ST. LOUIS (AP) - Up to 2.4 million credit cards and debit cards used by customers at Schnucks grocery stores in four states may have been compromised over a three-month period, the suburban St. Louis chain said Monday.
Schnucks Markets Inc. for the first time outlined the potential breadth of the fraud that came to light last month. Many customers have reported fraudulent charges, some in the thousands of dollars.
The grocery chain contacted police and the FBI after learning of the fraud and hired a private investigation firm. It was determined that the breach dated to December.
Schnucks said its investigator, the Virginia-based cyber-security firm Mandiant, on March 28 identified Malware that would allow an attacker to access card numbers. The company's information technology unit and Mandiant completed security enhancements by March 30, prompting Schnucks to call the problem "found and contained."
A spokeswoman for the FBI declined comment.
Chairman and CEO Scott Schnuck apologized to customers for the breach.
"Over the years, technology has helped us deliver superior customer service, but it also introduces risks that we have actively worked to manage through compliance audits, encryption technology and various other security measures," Schnuck said in the statement.
Many customers have questioned why they weren't informed earlier. Some have said they'll never again shop at Schnucks.
Schnucks said it delayed offering details until the facts of the breach were more clear.
"From the outset, we have been communicating reliable facts and useful information as they became available," the statement said.

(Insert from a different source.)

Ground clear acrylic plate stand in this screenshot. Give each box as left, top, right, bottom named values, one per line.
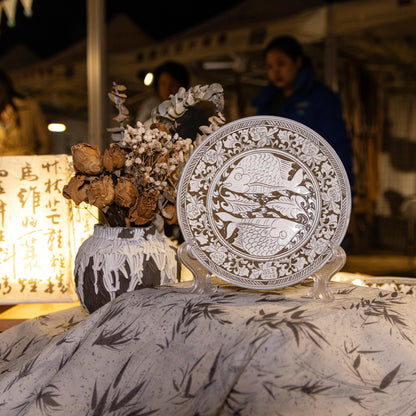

The majority of Schnucks stores are in the St. Louis area, but it operates in five states: Missouri, Illinois, Iowa, Indiana and Wisconsin. The company said 79 of its 100 stores were affected by the breach. Six of the affected stores, all in Illinois, operate under the Hilander name.
A list of affected stores is on the company's website, www.schnucks.com. It includes 50 St. Louis-area stores on the Missouri side; seven on the Illinois side of the St. Louis area; 16 others in Illinois; three others in Missouri (Cape Girardeau, Columbia and Jefferson City); two in Indiana (Evansville and Newburgh) ; and one in Iowa (Bettendorf). No stores were affected in Wisconsin.
Investigators determined that the breach involved only card numbers and expiration dates, not the cardholder's name, address and other identifying information, the statement said.
"Customers have asked me if it is safe to shop at Schnucks," Scott Schnuck said. "Yes, we believe it is, and we will work hard to keep it that way."
Schnucks warned that even though the problem was contained by the end of March, new fraud could show up. "Groups who steal credit cards from merchants will often wait and then sell the stolen credit cards in batches over time," the company said.
It urged customers to watch their accounts or contact the issuer of the card, who can monitor activity or issue a new card. Schnucks said it has also reached out to card issuers.